We adventured, we played like kids. It was innocent, beautiful and of course, all sorts of magical. He told me he was not looking for a relationship. I didn’t care. It felt soo good. And so began the start of a chapter – one that would be full of starts and stops, hope and hurt, and the eventual bursting of a bubble that inevitably happens when you create a fantasy out of someone.
There are two sides of this story. The whimsical, romantic one — where you meet someone and feel all the nonsensical tingles of meeting ‘the one’. Where there can be no other explanation for the intensity of feelings other than the possibility that something universal is at play. In this realm there is no time or space, there is only energy.
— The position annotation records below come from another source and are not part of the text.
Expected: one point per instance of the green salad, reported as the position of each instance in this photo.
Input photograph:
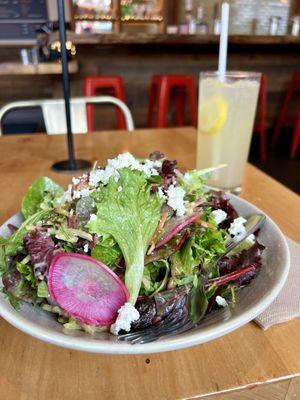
(123, 244)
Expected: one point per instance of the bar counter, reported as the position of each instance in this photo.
(177, 39)
(137, 57)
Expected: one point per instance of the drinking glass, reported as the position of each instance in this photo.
(227, 110)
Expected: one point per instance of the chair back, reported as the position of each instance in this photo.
(55, 117)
There is a connection of two souls dancing together in some quantum dimension (yes, that sounds like a quote you’d find on Pinterest). I do love this realm because it allows me to escape the logical, over analytical left-brain of mine. It also nurtures that 5 year old girl who believed in fairytales. Prince Eric where the hell have you been all my life?
The other side is reality as we know it; where the soulmate feeling is nothing more than a confusion of chemical reactions, particularly dopamine, mixed with the familiarity of emotional experiences of the past. The growing ache and longing for someone, even when they are not reciprocating those intense emotions is nothing, but a fantasy. Fantasies can f*ck with you – because as you continually revisit the emotionally charged memories of the past and possibilities of the future, a cascade of feel good chemicals are produced in the body. Your body can’t tell the difference if you’re falling in love with a real person or the person in your head. The dopamine release ensures that both feel amazing, leaving you craving, hoping for more.
Today, he told me he had started dating someone. I asked him why, after dancing back and forth between gray lines for the last two years, he didn’t choose to explore a relationship with me. He told me he didn’t know exactly why, but that he didn’t see me in the relationship bucket.
Hearing that fucking hurt, like a dart to my balloon of a heart and POP -suddenly all the hope I had been marinating in had deflated in an instant.
It took that clear message to burst my fantasy bubble and face reality. Because while I want to believe in the whimsical, the reality is, I’ve been chasing a unicorn. I took a handful of loving, beautiful moments, mixed it with a dash of projection and a sprinkle of stardust and created something that wasn’t rooted in reality.
The unicorn fantasy was everything I hoped for, and with that taking up a significant portion of my heart and headspace, I haven’t really had to let anyone else in.
I held on to hope that maybe this person would change his mind about me, maybe the starts and stops would lead to something more, maybe he just needed more time to realize I was his person. He didn’t. He hasn’t. And he won’t. And today, I accept that. I grieve that last part of me that strung together the maybes to create a quilt of possibility of a romantic future. And while it hurts, it is also a relief. Shedding the past, and the emotions that come with it, is not comfortable. The discomfort signifies change and after that, growth. The ending of one chapter feels scary, but that’s only because there’s many chapters still left to write. You just won’t know how to title of this chapter until the rest of your story unfolds.